Salah satunya di Provinsi Daerah Istimewa Yogyakarta (DIY). Ratusan mahasiswa yang tergabung Aliansi Yogyakarta Menggugat (AYM) kembali menggeruduk DPRD DIY dengan tajuk Aksi Jilid II, Kamis (13/4/2023) sore.
Hasilnya, tuntutan penolakan UU Cipta Kerja dari Aliansi Yogyakarta Menggugat ditandatangani oleh Ketua DPRD DIY, Nuryadi.
Dalam aksi demonstrasi penolakan UU Cipta Kerja di depan Gedung DPRD DIY tersebut, para demonstran melakukan beragam aksi penolakan termasuk melakukan orasi.
Dalam aksinya, para demonstran membawa sejumlah tuntutan yakni mencabut pengesahan Perppu Nomor 2 Tahun 2022 tentang Cipta Kerja, menolak penundaan Pemilu 2024, menggratiskan dan menolak kapitalisasi serta komersialisasi pendidikan di DIY.
Koordinator Aksi Forum BEM DIY, Abdullah Ariansyah dalam tuntutannya menyebut permasalahan yang muncul karena ketidakmampuan pemerintah, mulai dari pengesahan Perppu Cipta Kerja yang berat pada kepentingan oligarki, juga isu penundaan pemilu yang mencederai konstitusi.
Selain itu, sebagai Kota Pelajar dengan anggaran APBN dan dana keistimewaan (danais), seharusnya mengadakan pendidikan gratis. Namun yang terjadi, pendidikan mahal akibat maraknya kapitalisasi dan komersialisasi pendidikan di samping upah minimum regional (UMR) yang relatif rendah.
“Berbagai permasalahan yang dibiarkan dilupakan oeh penguasa akan menciptakan kerugian terhadap masalah rakyat. Segala kebijakan harus demi kepentingan dan kebutuhan rakyat bukan untuk oligarki,” paparnya.
Dengan demikian, pihaknya meminta kepada Pemerintah Daerah (Pemda) DIY untuk mencabut tuntutan tersebut. Setelah menggelar orasi, massa ditemui oleh Ketua DPRD DIY untuk menyampaikan sekaligus penandatangan tuntutan.

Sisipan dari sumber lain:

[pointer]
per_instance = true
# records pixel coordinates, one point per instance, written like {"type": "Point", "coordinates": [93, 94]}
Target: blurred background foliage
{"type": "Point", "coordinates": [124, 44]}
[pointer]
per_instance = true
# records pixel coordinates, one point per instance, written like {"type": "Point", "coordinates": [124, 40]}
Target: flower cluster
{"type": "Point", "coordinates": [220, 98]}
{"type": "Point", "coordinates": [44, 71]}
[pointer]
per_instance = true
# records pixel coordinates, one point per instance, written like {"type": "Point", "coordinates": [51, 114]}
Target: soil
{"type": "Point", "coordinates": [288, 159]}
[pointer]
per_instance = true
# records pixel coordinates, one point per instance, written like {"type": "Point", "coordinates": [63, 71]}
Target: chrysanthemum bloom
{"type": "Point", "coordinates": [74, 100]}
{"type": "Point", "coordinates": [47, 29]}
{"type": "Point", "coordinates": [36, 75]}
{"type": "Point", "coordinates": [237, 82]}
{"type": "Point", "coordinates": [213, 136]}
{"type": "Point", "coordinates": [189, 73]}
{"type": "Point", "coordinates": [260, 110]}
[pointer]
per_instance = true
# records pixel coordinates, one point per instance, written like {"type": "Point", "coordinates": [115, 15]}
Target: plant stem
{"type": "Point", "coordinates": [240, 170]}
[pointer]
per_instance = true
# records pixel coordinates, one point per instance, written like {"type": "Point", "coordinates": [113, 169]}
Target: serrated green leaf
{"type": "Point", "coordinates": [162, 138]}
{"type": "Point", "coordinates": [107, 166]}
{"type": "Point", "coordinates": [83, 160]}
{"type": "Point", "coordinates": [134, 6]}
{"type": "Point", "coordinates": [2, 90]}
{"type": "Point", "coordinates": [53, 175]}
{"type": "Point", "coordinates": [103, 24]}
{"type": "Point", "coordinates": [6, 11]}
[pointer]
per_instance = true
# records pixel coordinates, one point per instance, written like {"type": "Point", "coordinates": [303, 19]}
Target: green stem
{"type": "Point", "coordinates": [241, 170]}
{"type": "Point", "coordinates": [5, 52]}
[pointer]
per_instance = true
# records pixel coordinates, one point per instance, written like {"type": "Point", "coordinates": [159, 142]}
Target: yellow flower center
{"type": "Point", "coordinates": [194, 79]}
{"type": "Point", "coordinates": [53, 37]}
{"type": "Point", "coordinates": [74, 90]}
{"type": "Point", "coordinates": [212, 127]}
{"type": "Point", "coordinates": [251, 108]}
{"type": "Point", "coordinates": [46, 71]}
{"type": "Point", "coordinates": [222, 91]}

“Jangan sampai sebatas tanda tangan detik ini lalu selesai, kami akan mengawal. Kami tidak akan tinggal diam,” tegasnya.
Sementara, Ketua DPRD DIY, Nuryadi mengatakan tiga tuntutan tersebut memuat dua isu nasional dan satu isu daerah tersebut, akan diteruskan ke pemerintah pusat. Sedangkan, satu isu daerah akan dibahas bersama di dewan.
“Kita bisa kirim ke pos (tanda tangan penolakan) untuk pemerintah pusat, kami akan terbuka semua. Kemudian, isu lokal (daerah) akan dikomunikasikan dengan eksekutif, akan kami perjuangkan,” ucap Nuryadi. (riz/fat)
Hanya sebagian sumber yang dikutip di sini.